Q: I finally talked my spouse into getting a pet rat. Is it better to get two? I also have two cats and a dog. I don’t plan on letting them roam together, but I also don’t want to terrify the rats. They will have alone time with me, but will the scent of the other animals in the room scare them? I had rats growing up and am super excited!
A: I think you’ve made a wonderful decision to allow these delightful and social creatures to join your family. And because rats are so social, it is absolutely essential that they have a same-sex cagemate … or two. Both male and female rats enjoy living with multiple companions.
You are right to be concerned about the other pets, but many people are surprised to learn that far more accidental injuries are inflicted by dogs than cats. Baby rats must always be watched very carefully when they are near any other animals, but adult rats can be very intimidating and many cats will simply walk away when faced with one. But dogs, particularly the terrier breeds, are not as easily intimidated and may view your new pets as hyperactive chew toys.
You can find many videos online showing dogs, cats and rats as one happy family, but these are typically families who have kept multiple pets for a very long time and have worked very hard to establish these relationships. I strongly recommend that you not try this.

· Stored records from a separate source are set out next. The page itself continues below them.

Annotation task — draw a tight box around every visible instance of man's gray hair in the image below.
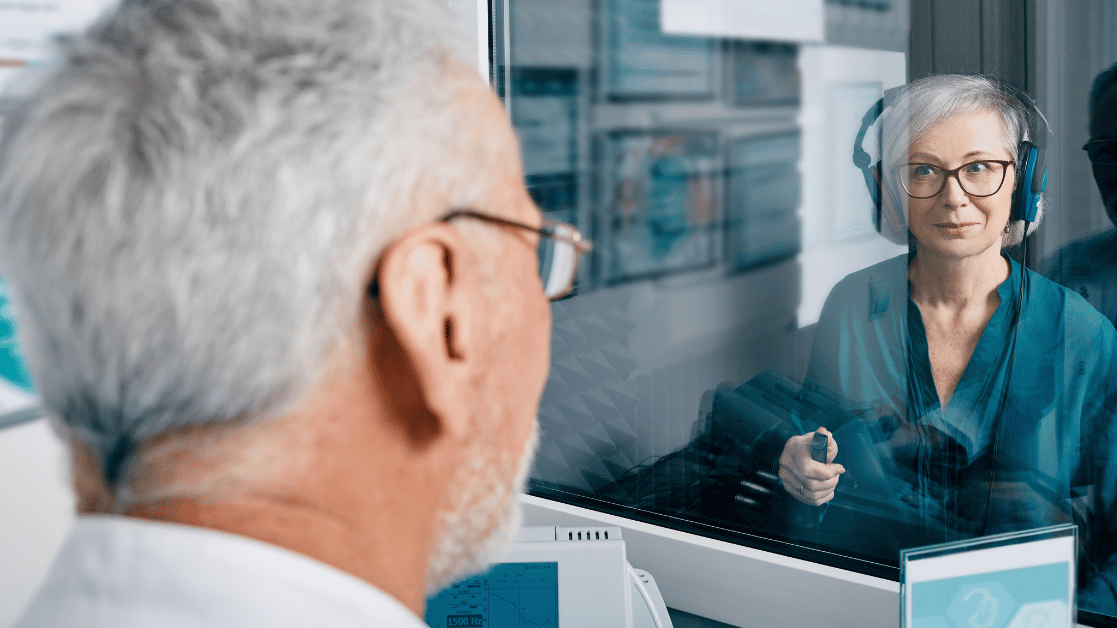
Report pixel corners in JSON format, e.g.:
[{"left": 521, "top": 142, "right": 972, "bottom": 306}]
[
  {"left": 880, "top": 74, "right": 1046, "bottom": 246},
  {"left": 0, "top": 0, "right": 486, "bottom": 486}
]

To avoid any unnecessary stress to your new pets I suggest contacting a reputable rat breeder in your area who also has cats or dogs — preferably both — this will ensure that your new pet rats are already comfortable around other types of animals, which will help their transition to their new home.
If this isn’t possible, then allow slow but progressive exposure over the course of a week. Before long, your new babies will be comfortable with having the other pets in the same room.